Prof. Hansen was named IEEE Fellow for contributions in ”Robust Speech
Recognition in Stress and Noise,” in 2007 and is currently serving as Member of
the IEEE Signal Processing Society Speech Technical Committee (2005–2008;
2010–2013; elected Chair-elect in 2010), and Educational Technical Committee
(2005–2008; 2008–2010). Previously, he has served as Technical Advisor to a
U.S. Delegate for NATO (IST/TG-01), IEEE Signal Processing Society Distinguished Lecturer (2005/06), Associate Editor for the IEEE TRANSACTIONS ON
SPEECH AND AUDIO PROCESSING (1992–1999), Associate Editor for the IEEE
SIGNAL PROCESSING LETTERS (1998–2000), and Editorial Board Member for
the IEEE Signal Processing Magazine (2001–2003).
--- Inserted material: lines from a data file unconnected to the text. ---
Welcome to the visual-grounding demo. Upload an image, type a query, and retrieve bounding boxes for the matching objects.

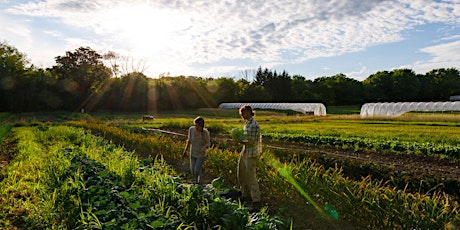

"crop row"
[0,126,285,229]
[71,122,460,229]
[263,133,460,159]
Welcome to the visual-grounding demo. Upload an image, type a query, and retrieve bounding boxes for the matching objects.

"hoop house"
[219,103,326,116]
[361,101,460,118]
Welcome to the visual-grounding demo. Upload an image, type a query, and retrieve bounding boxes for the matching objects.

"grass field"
[0,108,460,229]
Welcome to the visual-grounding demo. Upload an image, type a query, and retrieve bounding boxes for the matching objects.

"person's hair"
[193,117,204,128]
[240,105,255,116]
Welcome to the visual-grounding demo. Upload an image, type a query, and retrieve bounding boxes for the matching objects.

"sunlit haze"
[0,0,460,80]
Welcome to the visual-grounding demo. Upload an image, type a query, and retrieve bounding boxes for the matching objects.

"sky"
[0,0,460,81]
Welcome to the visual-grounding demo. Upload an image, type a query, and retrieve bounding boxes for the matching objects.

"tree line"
[0,42,460,113]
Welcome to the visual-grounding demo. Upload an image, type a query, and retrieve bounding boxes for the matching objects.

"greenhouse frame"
[360,101,460,118]
[219,103,326,116]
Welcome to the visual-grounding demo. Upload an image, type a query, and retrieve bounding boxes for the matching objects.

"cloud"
[407,40,460,74]
[0,0,460,77]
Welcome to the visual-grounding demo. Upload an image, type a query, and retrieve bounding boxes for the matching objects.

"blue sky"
[0,0,460,81]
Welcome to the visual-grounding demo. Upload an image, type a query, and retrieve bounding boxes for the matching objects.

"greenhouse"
[219,103,326,116]
[361,101,460,118]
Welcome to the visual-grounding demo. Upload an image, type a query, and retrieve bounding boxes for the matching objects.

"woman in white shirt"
[182,117,211,184]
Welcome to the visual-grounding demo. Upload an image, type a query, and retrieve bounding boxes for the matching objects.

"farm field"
[0,109,460,229]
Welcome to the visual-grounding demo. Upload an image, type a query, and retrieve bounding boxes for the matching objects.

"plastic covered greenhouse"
[219,103,326,116]
[360,101,460,118]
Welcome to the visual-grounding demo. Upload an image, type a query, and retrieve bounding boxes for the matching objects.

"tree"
[0,42,31,111]
[421,68,460,100]
[50,47,112,110]
[363,71,393,102]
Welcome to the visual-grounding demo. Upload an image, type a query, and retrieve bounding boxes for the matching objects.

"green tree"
[363,71,393,102]
[0,42,30,111]
[213,78,240,104]
[314,74,363,105]
[391,69,420,101]
[290,75,319,102]
[419,68,460,100]
[50,47,112,110]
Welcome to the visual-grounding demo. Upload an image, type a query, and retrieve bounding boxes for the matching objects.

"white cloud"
[0,0,460,76]
[406,40,460,74]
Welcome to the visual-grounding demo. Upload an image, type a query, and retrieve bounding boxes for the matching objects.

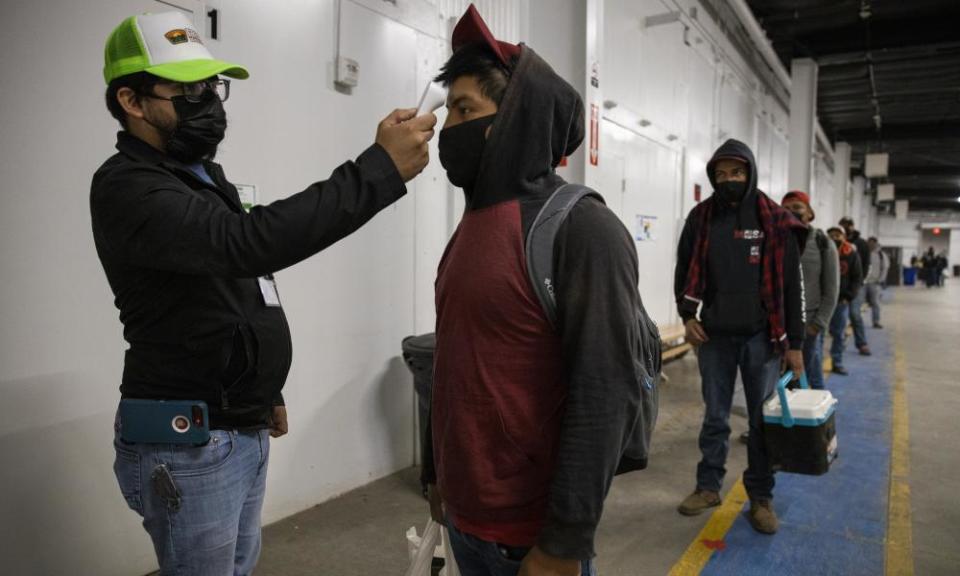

He has also served as a
Guest Editor of the October 1994 special issue on Robust Speech Recognition for the IEEE TRANSACTIONS ON SPEECH AND AUDIO PROCESSING. He has
served on the Speech Communications Technical Committee for the Acoustical
Society of America (2000–2003), and is serving as a member of the International Speech Communications Association (ISCA) Advisory Council. He was
recipient of the 2005 University of Colorado Teacher Recognition Award as
voted by the student body. He also organized and served as General Chair for
ICSLP/Interspeech-2002: International Conference on Spoken Language Processing, September 16–20, 2002, and has served as Co-Organizer and Technical
Program Chair for the IEEE ICASSP-2010, Dallas, TX.